Orazio
Carpe diem
Le poesie più belle
A cura di Giovanni Ricciardi
Quasi tutti conoscono almeno un verso di Orazio, il grande poeta latino, uno dei più grandi di tutti i tempi: se non altro, il famosissimo e universale carpe diem.
Pochi hanno avuto invece l’opportunità di leggerlo e goderne, se non sudando sul latino dei banchi di scuola. Ed è un peccato. Raffinatissimo e intenso, antico e moderno al tempo stesso, Orazio continua – a più di duemila anni dalla morte, avvenuta nell’8 a.C. – a far sentire la propria voce, a meditare sulla fuga del tempo, invitando gli uomini a non lasciarsi sfuggire la densità dell’istante, l’attimo da cogliere e vivere in pienezza. Scontroso e irascibile, innamorato della saggezza e del vino, fu uomo solitario, ma credette profondamente nell’amicizia. Amò le donne con passione, ma della passione ebbe sospetto e timore. Non ebbe figli, né eredi, ma scelse di lasciare al mondo l’inconsistenza della parola poetica: «Un monumento più eterno del bronzo, più alto delle piramidi».
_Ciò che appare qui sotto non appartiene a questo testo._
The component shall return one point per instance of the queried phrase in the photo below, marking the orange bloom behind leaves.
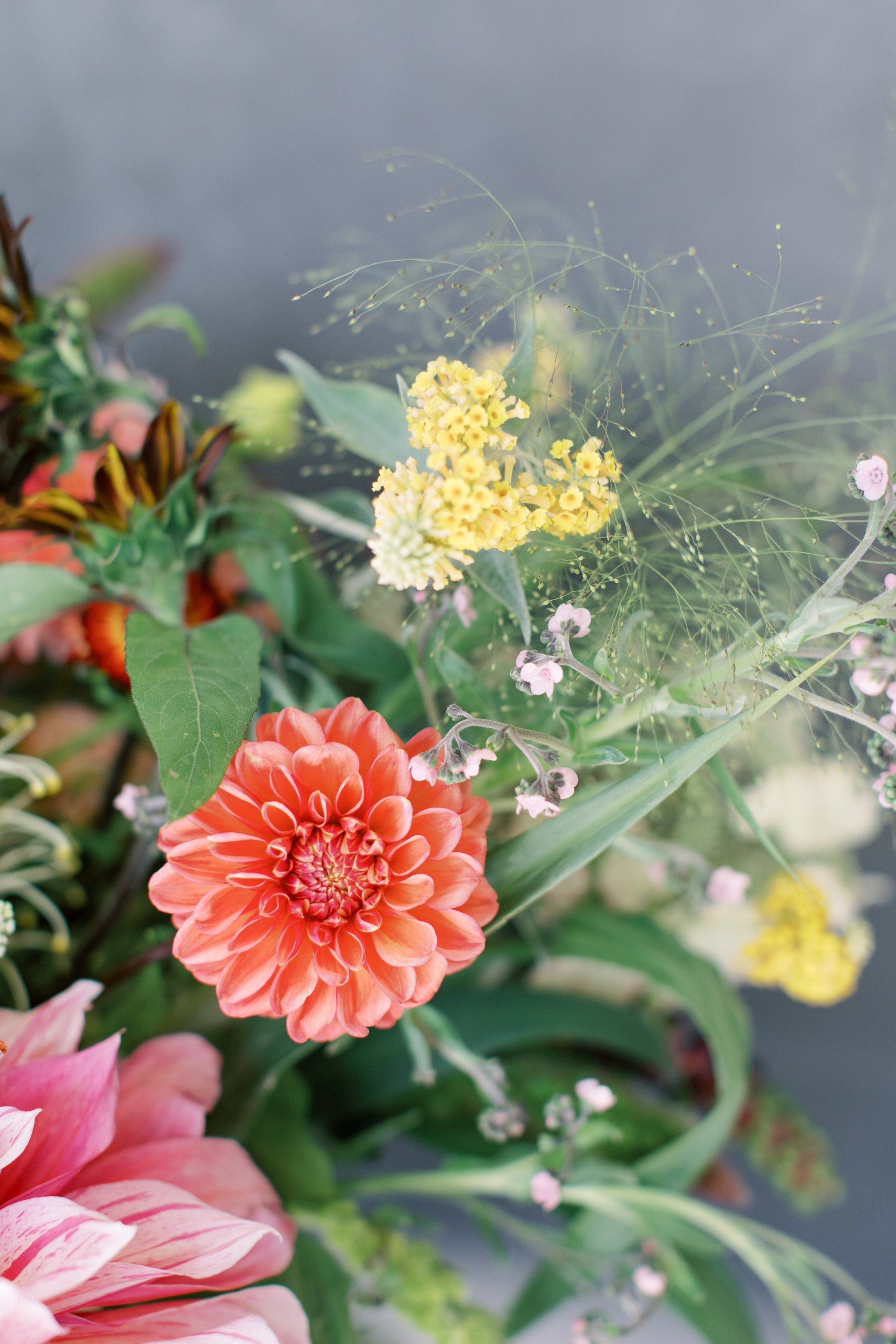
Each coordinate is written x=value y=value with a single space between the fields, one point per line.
x=322 y=883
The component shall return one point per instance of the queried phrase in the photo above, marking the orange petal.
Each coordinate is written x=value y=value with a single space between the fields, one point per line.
x=294 y=982
x=254 y=763
x=390 y=773
x=371 y=737
x=456 y=879
x=296 y=729
x=392 y=819
x=407 y=855
x=441 y=827
x=413 y=892
x=405 y=941
x=460 y=938
x=350 y=795
x=396 y=982
x=342 y=722
x=324 y=768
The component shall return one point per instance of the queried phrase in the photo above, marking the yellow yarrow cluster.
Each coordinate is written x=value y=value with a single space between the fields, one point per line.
x=468 y=502
x=577 y=500
x=797 y=949
x=460 y=412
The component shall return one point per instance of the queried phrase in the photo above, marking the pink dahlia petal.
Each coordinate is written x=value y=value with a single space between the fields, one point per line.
x=52 y=1248
x=24 y=1320
x=54 y=1029
x=77 y=1100
x=166 y=1089
x=17 y=1128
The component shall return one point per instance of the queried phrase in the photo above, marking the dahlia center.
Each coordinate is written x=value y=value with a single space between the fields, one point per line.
x=331 y=873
Minacciato da quel “male di vivere” che chiamò funestus veternus, cercò sempre un equilibrio interiore che non si lasciasse turbare dalle alterne vicende della vita, ma seppe anche accettare con un sorriso le debolezze proprie e altrui.
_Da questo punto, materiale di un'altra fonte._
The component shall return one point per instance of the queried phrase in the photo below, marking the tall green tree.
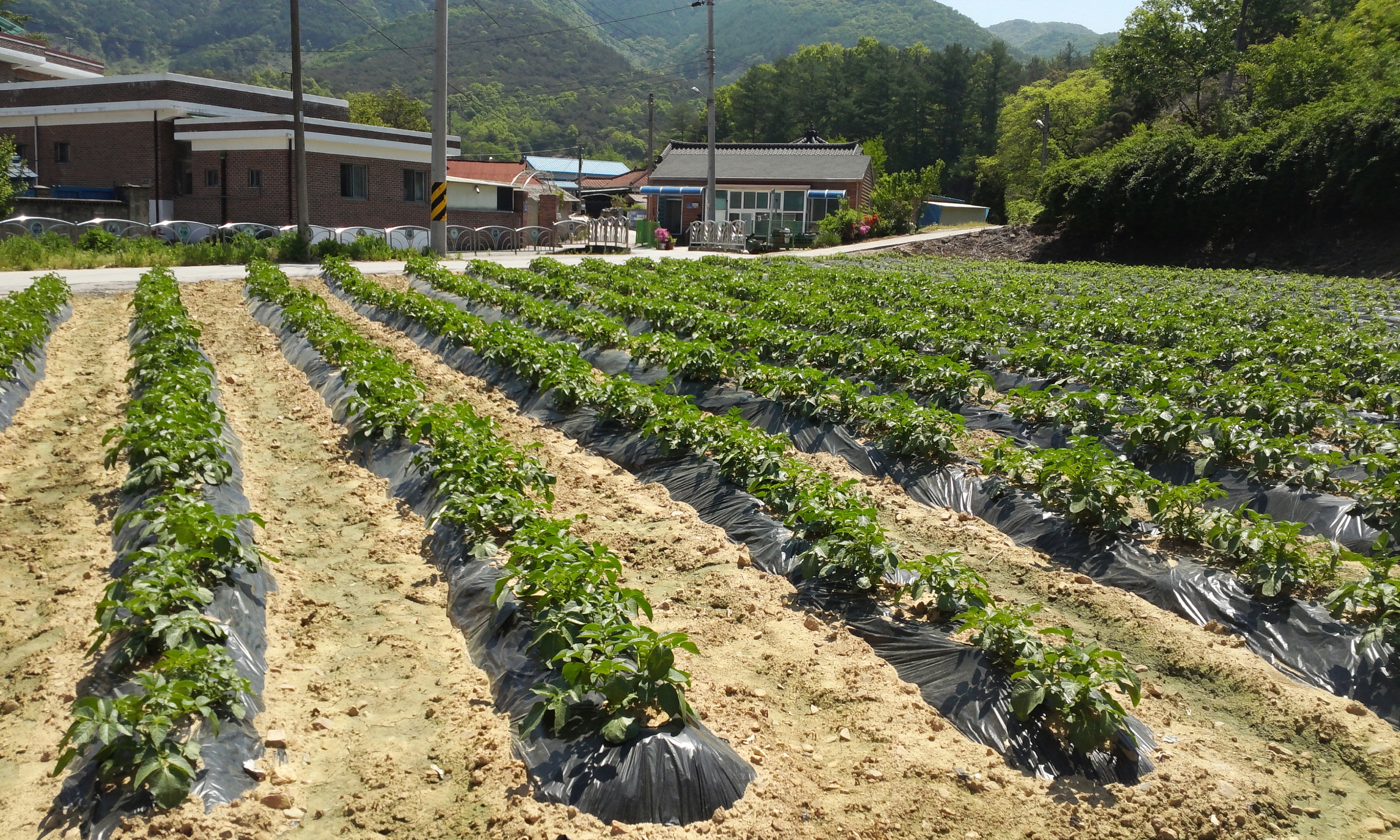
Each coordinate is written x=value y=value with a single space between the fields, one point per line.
x=1171 y=55
x=1077 y=108
x=924 y=105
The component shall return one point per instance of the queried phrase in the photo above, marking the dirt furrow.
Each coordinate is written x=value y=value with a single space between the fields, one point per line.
x=55 y=546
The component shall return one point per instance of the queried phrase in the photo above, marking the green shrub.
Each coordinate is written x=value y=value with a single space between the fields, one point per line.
x=1024 y=212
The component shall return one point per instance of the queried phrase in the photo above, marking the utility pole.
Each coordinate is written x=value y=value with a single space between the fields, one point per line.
x=651 y=135
x=1045 y=136
x=709 y=188
x=299 y=128
x=438 y=201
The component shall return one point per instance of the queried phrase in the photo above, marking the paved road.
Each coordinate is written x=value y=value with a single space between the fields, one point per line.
x=105 y=280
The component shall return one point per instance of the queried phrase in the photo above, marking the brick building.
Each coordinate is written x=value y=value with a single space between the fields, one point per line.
x=502 y=194
x=216 y=152
x=793 y=186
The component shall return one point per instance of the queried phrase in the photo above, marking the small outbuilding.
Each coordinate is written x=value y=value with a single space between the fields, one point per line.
x=942 y=210
x=768 y=186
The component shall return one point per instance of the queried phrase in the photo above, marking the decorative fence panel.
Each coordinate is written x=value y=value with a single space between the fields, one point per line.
x=609 y=233
x=719 y=236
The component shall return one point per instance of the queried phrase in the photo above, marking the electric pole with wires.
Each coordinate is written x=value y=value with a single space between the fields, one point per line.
x=709 y=52
x=299 y=130
x=438 y=202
La sua poesia insegue la perfezione e l’eleganza assolute, ma spesso i suoi versi raggiungono la vetta ben più ardua della semplicità. Aspira all’eternità, ma esalta la bellezza del momento presente. Vorrebbe pronunciare la parola “speranza”, ma teme che sia un inganno. Non crede agli dèi, e se ne dispiace.
E così Orazio consacra la sua voce a una dimensione intermedia, a quella terra di nessuno che sta nel mezzo, fra il cielo e la terra: nel “non più” degli dèi fuggiti, nel “non ancora” del Dio che viene.
Questo piccolo libro offre una nuova traduzione di trenta componimenti – tra i più belli – scelti tra Epodi, Odi, Epistole. Una traduzione in versi il più possibile fedele al testo oraziano, ma che ne restituisca facilmente il senso, evitando inutili e pesanti arcaismi. Come tutte le traduzioni, non renderà mai appieno la bellezza dell’originale. Per questo conserva il testo latino a fronte. Ma se tradurre è – inevitabilmente – tradire, è l’unico tradimento che si possa consumare per amore.
dalla prefazione di Giovanni Ricciardi
Non indagare – empio saperlo – quale
destino a me, a te, fu stabilito,
Candida Mente, e non mettere mano a
cabale persiane. Quanto meglio
accettare qualunque cosa venga,
se Giove ci ha assegnato molti inverni,
o se questo sia l’ultimo che stanca
su opposti scogli il mar Tirreno: saggia,
filtra il vino, e in breve spazio accorcia
lunga speranza. Ora che noi parliamo,
il tempo, per invidia, è già fuggito.
Sia tuo il frutto del giorno; e lascia andare
la fede che riponi nel domani.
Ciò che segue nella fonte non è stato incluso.